Missionary service was not on our minds in early 2013. I was anticipating working another five years as a video producer and website manager for a large Salt Lake City area school district. Sister Ripplinger had recently completed her bachelor degree in Special Education and was enjoying her second year of teaching children who suffered from behavior difficulties. She, too, was hoping to make use of her years of training and experience.
With those expectations, I felt perplexed by the sudden pressure I was receiving to retire from my employment early. Within a few months, it became apparent that I may be given no choice but to enter the next phase of life.
After completing the mission application process, we received a large, white envelope from the missionary department. “Elder and Sister Ripplinger,” the letter began, “you have been called to serve in the Canada Vancouver Mission of The Church of Jesus Christ of Latter-day Saints.
A few months later, we packed necessary belongings and drove to the mission office in Richmond, BC. We were made to feel that we were the most special people who had ever come to this mission. Within a few days, we were assigned to live in an apartment in Surrey, BC. Though the apartment was much smaller than the large home that we had left, here we have never wanted for anything. In fact, the simpler life has made life easier.
The first assignment we received engages us in finding faith-promoting stories of Saints across the country, then writing and publishing them on Canada.lds.org. We began by calling stake presidents to obtain lists of their bishops and Relief Society presidents. Then we started contacting those ward leaders, requesting that they identify people in their congregations who had faith-promoting stories to relate. We have found many willing to share their experiences of conversion, faith, trials and testimonies.
While our writing assignment has been rewarding, we are also thankful to be included in proselyting and teaching activities with younger full-time missionaries. Two short anecdotes will help describe the types of experiences that make a mission more valuable than any “sacrifice” that we might have left behind.
It seems that as soon as we had pinned on our missionary badges, every stop along the way provided opportunities to talk to others about the gospel and to provide a Book of Mormon or other information.

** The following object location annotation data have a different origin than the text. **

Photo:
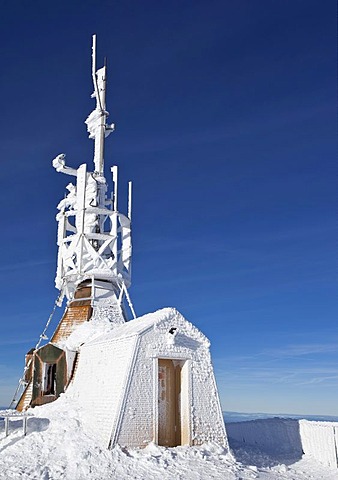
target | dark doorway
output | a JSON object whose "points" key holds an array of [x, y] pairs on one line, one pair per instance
{"points": [[170, 402], [49, 379]]}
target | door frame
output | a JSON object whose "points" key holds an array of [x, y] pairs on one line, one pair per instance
{"points": [[186, 397]]}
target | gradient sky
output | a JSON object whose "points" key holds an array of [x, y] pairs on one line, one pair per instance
{"points": [[225, 121]]}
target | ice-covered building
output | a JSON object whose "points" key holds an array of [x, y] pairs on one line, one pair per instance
{"points": [[149, 379], [154, 380]]}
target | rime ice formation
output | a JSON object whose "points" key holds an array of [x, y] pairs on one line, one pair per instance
{"points": [[136, 366], [152, 376]]}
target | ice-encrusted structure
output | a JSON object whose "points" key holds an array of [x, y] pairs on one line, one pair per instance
{"points": [[146, 380], [154, 380]]}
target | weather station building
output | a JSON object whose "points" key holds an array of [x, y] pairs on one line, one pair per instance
{"points": [[148, 379]]}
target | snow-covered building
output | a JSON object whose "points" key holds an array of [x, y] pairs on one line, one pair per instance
{"points": [[154, 380], [149, 379]]}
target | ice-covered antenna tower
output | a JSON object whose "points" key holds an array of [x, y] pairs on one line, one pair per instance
{"points": [[94, 238]]}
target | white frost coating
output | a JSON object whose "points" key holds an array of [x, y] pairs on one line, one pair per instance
{"points": [[272, 435], [124, 358], [56, 446], [94, 239], [320, 440], [289, 436]]}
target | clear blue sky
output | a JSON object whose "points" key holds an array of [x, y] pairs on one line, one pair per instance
{"points": [[225, 114]]}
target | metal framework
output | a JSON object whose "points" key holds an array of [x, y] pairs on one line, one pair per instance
{"points": [[94, 238]]}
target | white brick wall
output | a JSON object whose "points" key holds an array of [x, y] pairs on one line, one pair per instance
{"points": [[116, 381]]}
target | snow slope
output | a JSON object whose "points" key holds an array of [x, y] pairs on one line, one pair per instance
{"points": [[57, 448]]}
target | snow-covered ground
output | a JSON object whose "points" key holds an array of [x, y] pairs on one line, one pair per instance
{"points": [[57, 448]]}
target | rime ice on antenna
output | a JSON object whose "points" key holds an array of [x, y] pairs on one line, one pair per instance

Following a night’s stop, we were eating breakfast at the hotel and noticed a man sitting nearby. He saw us dressed in business attire and asked, “Are you a CEO?” I answered that “no, I’m retired!” The conversation paused, and then it occurred to me to “open my mouth.” “The reason that I’m in a suit,” I explained, “is because we’re serving a mission for our Church.” He asked, “What church?” “The Church of Jesus Christ of Latter-day Saints,” I answered. Our new acquaintance then pumped his fist into the air in victory and said something to the effect, “Yahoo... me, too! I’m a Mormon! I was baptized nine years ago and I’m working on getting up in the priesthood.”
The next day, we stopped to have the oil changed in our vehicle. With an hour of down time, we walked to a nearby fast food restaurant for lunch. While I waited for our meal to be prepared, a mother and three young girls walked up to the counter. One of the girls walked within a few feet of me, looking at my missionary badge (upon which are the words “The Church of Jesus Christ of Latter-day Saints.”) When her mother called her back to leave the restaurant, I heard the girl say aloud, “Mom, we need to go to Church!” I was amazed at how the gospel was preached just by our being at that place at that time.
Full-time missionary service doesn’t go “off the clock” at meal time or any other time. One day, we stopped at a fast-food restaurant and I noticed a Hispanic man standing in line to my left. As I caught his eye, greetings, then conversation ensued and he sat with us to eat. We began to explain the restoration of the Church to him. We talked of the Prophet Joseph Smith and the Book of Mormon. Though we had an English Book of Mormon at hand, I thought it might be best to let the full-time Spanish missionaries contact him. We offered to have a copy of the Book of Mormon delivered to his home. He readily agreed. Enrique could not give us an exact address, but he described his home as “in the third trailer court down the street, in number 20A. Later we drove to Enrique’s address, but no one lived at number “20 A.” Disappointed, we left and reported our contact the Spanish speaking missionaries. They, too, had no success locating Enrique.
Months passed by, and then we received a phone call. Do you remember Enrique who you met at KFC?” the elder asked us. “We do,” I replied. “We found him!” the missionary exclaimed. We were invited to the next teaching appointment where Enrique and his brother are being prepared for baptism. As it turned out, Enrique lives in trailer “28.” He remembered us and we were humbled that the Lord looked after him and guided missionaries to find him.
Indeed, missionary work is a work of seeking. We are enjoying being lost in the work of finding.